Hoje me deparei com três palavras vindas do páli — a língua dos ensinamentos originais do budismo — conhecidas como as “Três Marcas da Existência”.
Não possuem tradução exata em português, mas podemos nos aproximar de seus sentidos:
1. Anicca — Impermanência. Tudo passa. Tudo está em constante transformação. Nada é fixo ou duradouro — emoções, situações, relações, até nós mesmos.
2. Dukkha — Sofrimento, insatisfação, inquietação. Nada preenche por completo. Vai além da dor física — é aquela sensação sutil de que algo nunca é inteiramente suficiente ou estável. Até mesmo o prazer carrega em si uma leve incompletude, pois é passageiro.
3. Anatta — Não-eu. Não há um “eu” fixo ao qual se apegar. O que chamamos de “eu” é, na verdade, um conjunto de processos em constante mudança — corpo, mente, emoções, percepções.
Uma marca conduz à outra… como um fio invisível que costura nossa experiência de existir. Como exercício, recebi três propostas de reflexão:
1. Algo ao qual estou me apegando e não quero deixar ir… para eu sentir a Anicca
Surpreendentemente, essa foi a mais difícil. Hoje, após tantas perdas e mudanças sucessivas, existe quase um receio de apego. Antes mesmo de criar raízes, já surgem alertas, dúvidas, razões para não se entregar por inteiro… como se proteger-se fosse uma forma de evitar novas dores;
2. Algo que precisei deixar ir esta semana. Dukkha
Havia um pendente que ganhei há alguns anos, da minha filha Patricia — de Nossa Senhora Aparecida, em prata e marcassita. Lindo… e, de repente, simplesmente desapareceu. Procurei por tudo. Não encontrei. A tristeza veio — inesperada, silenciosa — e, junto dela, a lembrança inevitável da impermanência… da finitude das coisas. Foi preciso aceitar, aos poucos, e deixar que o sentimento também passasse;
3. Descrever uma forte emoção sem usar o “eu”… Anatta
Uma tristeza sutil, quase suspensa no ar. Como algo que poderia ter sido mais… e talvez ainda possa vir a ser. A dor estranha de perder aquilo que, na verdade, nunca chegou a ser plenamente vivido.

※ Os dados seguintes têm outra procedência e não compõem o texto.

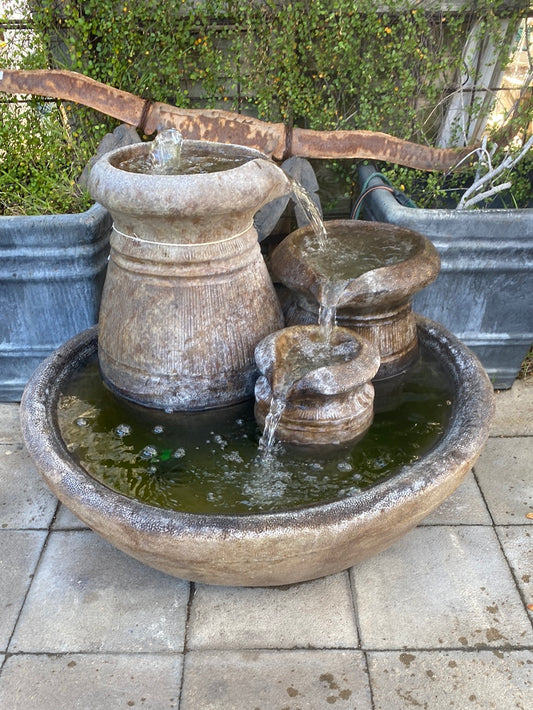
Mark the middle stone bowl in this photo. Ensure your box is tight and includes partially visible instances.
[255,325,379,445]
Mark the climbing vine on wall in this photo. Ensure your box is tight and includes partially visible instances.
[0,0,529,214]
[23,0,521,142]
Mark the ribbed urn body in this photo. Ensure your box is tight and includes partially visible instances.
[90,141,289,410]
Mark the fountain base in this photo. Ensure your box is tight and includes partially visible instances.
[21,318,493,586]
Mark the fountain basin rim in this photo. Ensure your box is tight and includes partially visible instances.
[272,219,440,313]
[21,316,493,538]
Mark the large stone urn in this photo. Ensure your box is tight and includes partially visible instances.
[89,141,290,410]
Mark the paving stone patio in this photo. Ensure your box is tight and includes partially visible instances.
[0,382,533,710]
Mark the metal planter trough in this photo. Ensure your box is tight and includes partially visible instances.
[0,204,111,402]
[359,165,533,389]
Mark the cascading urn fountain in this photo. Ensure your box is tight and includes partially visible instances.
[20,134,493,586]
[255,325,379,446]
[89,132,291,410]
[271,220,440,379]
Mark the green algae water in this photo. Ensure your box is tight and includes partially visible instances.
[58,354,453,515]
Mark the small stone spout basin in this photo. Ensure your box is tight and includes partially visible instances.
[21,318,493,586]
[272,220,440,379]
[89,141,291,411]
[255,325,379,445]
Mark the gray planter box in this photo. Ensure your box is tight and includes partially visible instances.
[0,204,111,402]
[359,165,533,389]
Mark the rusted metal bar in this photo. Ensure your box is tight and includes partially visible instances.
[0,69,474,170]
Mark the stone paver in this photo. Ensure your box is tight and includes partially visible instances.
[0,530,47,652]
[0,444,57,529]
[368,651,533,710]
[180,650,372,710]
[0,654,182,710]
[9,531,189,653]
[474,437,533,525]
[52,503,88,530]
[352,526,533,649]
[422,471,491,525]
[491,378,533,436]
[496,525,533,619]
[187,573,358,649]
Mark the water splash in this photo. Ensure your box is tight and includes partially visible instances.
[258,394,287,460]
[287,175,328,249]
[148,128,183,175]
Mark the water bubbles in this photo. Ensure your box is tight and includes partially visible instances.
[139,446,157,460]
[115,424,131,439]
[223,451,244,463]
[213,434,228,449]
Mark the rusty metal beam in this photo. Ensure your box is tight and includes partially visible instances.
[0,69,474,170]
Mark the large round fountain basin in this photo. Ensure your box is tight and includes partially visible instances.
[21,317,493,586]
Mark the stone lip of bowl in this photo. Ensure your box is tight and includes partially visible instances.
[89,140,291,223]
[271,220,440,313]
[21,317,493,586]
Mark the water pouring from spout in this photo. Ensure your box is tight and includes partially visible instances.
[148,128,183,175]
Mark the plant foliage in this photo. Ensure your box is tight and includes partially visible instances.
[2,0,523,213]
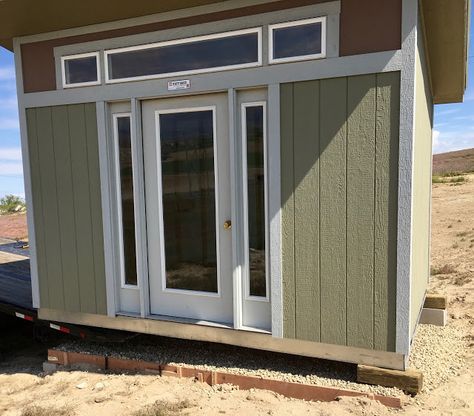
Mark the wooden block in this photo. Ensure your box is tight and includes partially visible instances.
[357,365,423,395]
[424,294,448,309]
[420,308,448,326]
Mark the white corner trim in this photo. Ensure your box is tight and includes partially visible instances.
[13,39,40,309]
[396,0,418,356]
[267,84,283,338]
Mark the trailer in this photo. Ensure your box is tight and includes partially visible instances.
[0,242,136,342]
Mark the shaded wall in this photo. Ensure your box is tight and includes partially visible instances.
[281,72,400,351]
[410,25,433,334]
[26,104,107,314]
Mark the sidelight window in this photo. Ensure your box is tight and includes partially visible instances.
[269,17,326,63]
[105,28,262,83]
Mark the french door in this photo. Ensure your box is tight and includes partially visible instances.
[113,91,271,331]
[142,95,233,324]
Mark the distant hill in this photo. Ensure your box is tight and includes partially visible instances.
[433,149,474,175]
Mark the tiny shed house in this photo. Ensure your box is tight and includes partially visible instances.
[0,0,469,369]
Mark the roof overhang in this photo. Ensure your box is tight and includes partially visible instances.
[421,0,470,104]
[0,0,224,50]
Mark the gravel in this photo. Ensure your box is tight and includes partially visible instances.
[57,336,403,397]
[409,324,467,393]
[57,325,464,397]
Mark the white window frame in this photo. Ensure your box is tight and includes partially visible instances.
[112,112,140,290]
[104,27,262,84]
[61,52,102,88]
[241,101,270,302]
[268,16,327,64]
[155,106,222,298]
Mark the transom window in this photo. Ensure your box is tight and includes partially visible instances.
[269,17,326,63]
[61,52,100,88]
[105,28,262,83]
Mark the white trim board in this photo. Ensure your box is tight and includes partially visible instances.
[23,51,402,108]
[16,0,341,44]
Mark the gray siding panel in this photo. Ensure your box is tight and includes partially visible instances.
[318,78,347,345]
[85,104,107,315]
[294,81,321,341]
[36,107,65,310]
[52,107,81,312]
[374,72,400,351]
[27,104,107,314]
[347,75,376,348]
[281,72,400,351]
[281,84,296,338]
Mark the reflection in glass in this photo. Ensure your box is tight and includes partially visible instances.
[245,105,267,297]
[108,33,259,80]
[116,116,137,286]
[273,22,322,59]
[64,56,97,85]
[160,111,218,293]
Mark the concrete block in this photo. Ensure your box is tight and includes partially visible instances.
[43,361,59,375]
[420,308,448,326]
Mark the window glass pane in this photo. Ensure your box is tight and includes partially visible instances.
[64,56,98,85]
[117,116,137,286]
[160,111,218,293]
[108,33,259,80]
[245,106,267,297]
[273,22,322,59]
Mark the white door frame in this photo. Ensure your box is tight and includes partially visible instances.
[108,89,281,337]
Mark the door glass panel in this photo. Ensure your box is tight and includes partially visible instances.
[116,116,137,286]
[245,105,267,297]
[159,110,218,293]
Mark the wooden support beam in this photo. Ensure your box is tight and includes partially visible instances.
[423,294,448,309]
[357,365,423,395]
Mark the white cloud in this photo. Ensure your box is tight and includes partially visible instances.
[433,130,441,153]
[0,96,18,114]
[0,147,21,162]
[0,66,15,81]
[0,117,20,130]
[433,130,474,154]
[436,108,460,117]
[0,162,23,176]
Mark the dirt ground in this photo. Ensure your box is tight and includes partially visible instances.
[0,175,474,416]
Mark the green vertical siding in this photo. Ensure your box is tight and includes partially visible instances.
[27,104,107,314]
[281,73,400,351]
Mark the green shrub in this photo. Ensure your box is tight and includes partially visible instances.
[0,195,26,214]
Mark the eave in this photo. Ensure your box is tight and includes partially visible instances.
[420,0,470,104]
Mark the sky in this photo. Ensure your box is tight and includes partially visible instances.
[0,13,474,198]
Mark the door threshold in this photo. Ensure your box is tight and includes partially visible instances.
[146,315,234,329]
[117,312,272,335]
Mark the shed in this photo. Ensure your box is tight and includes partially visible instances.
[0,0,470,369]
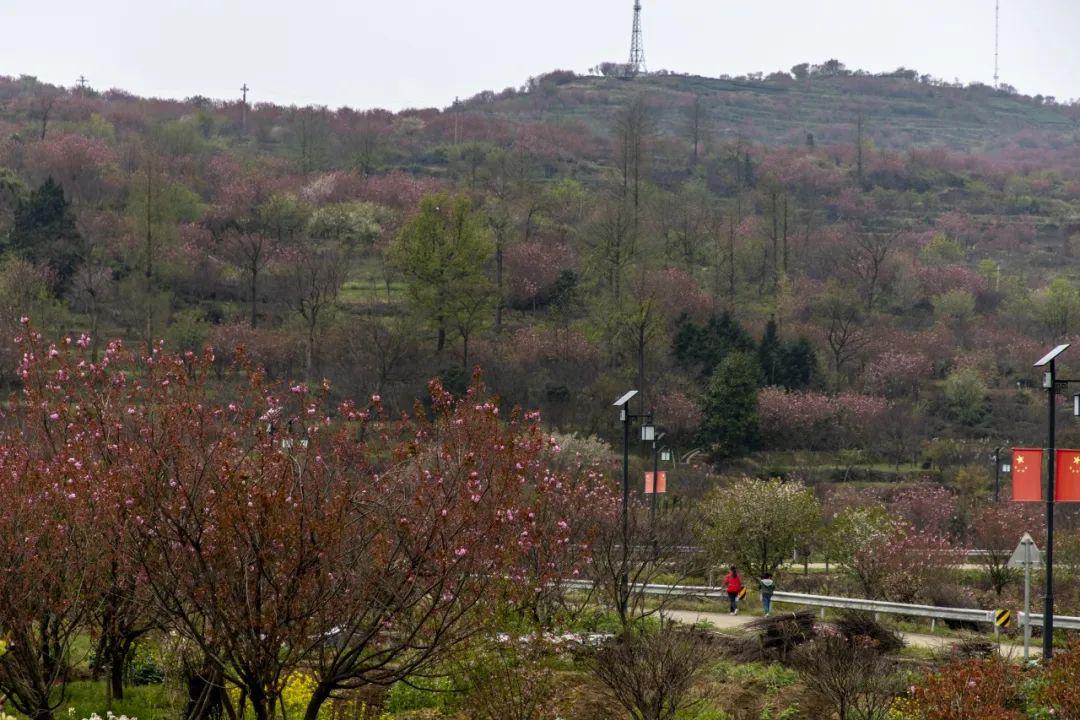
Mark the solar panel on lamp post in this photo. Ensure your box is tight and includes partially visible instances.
[1035,343,1069,662]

Com todas estas reflexões surgiu o poema abaixo;
Entre o Que Passa e o Que Somos
Tudo passa…como a luz suave de um fim de tarde que por mais que encante, não se detém.
Tentamos segurar o instante, prender no peito aquilo que nos toca, mas escorre…
como água entre os dedos abertos.
E então sentimos — essa leve dor que não é dor inteira,
esse vazio sutil que se insinua mesmo nos momentos mais belos.
Como se nada, nunca, fosse totalmente suficiente…como se tudo carregasse em si um adeus silencioso.
E talvez seja porque não há um “nós” fixo para guardar tudo isso. Somos também passagem…
somos mudança… somos feitos do mesmo sopro que transforma o mundo a cada instante.
E, ainda assim… há uma estranha beleza nisso tudo.
Porque se tudo passa, tudo também pode chegar.
Se nada se fixa, nada nos aprisiona por completo.
E assim, entre perdas e começos, vamos sendo…sem precisar nos agarrar tanto,
sem precisar entender tudo. Apenas viver, sentir, e deixar ir —com a leveza de quem,
finalmente, começa a confiar no movimento da própria vida.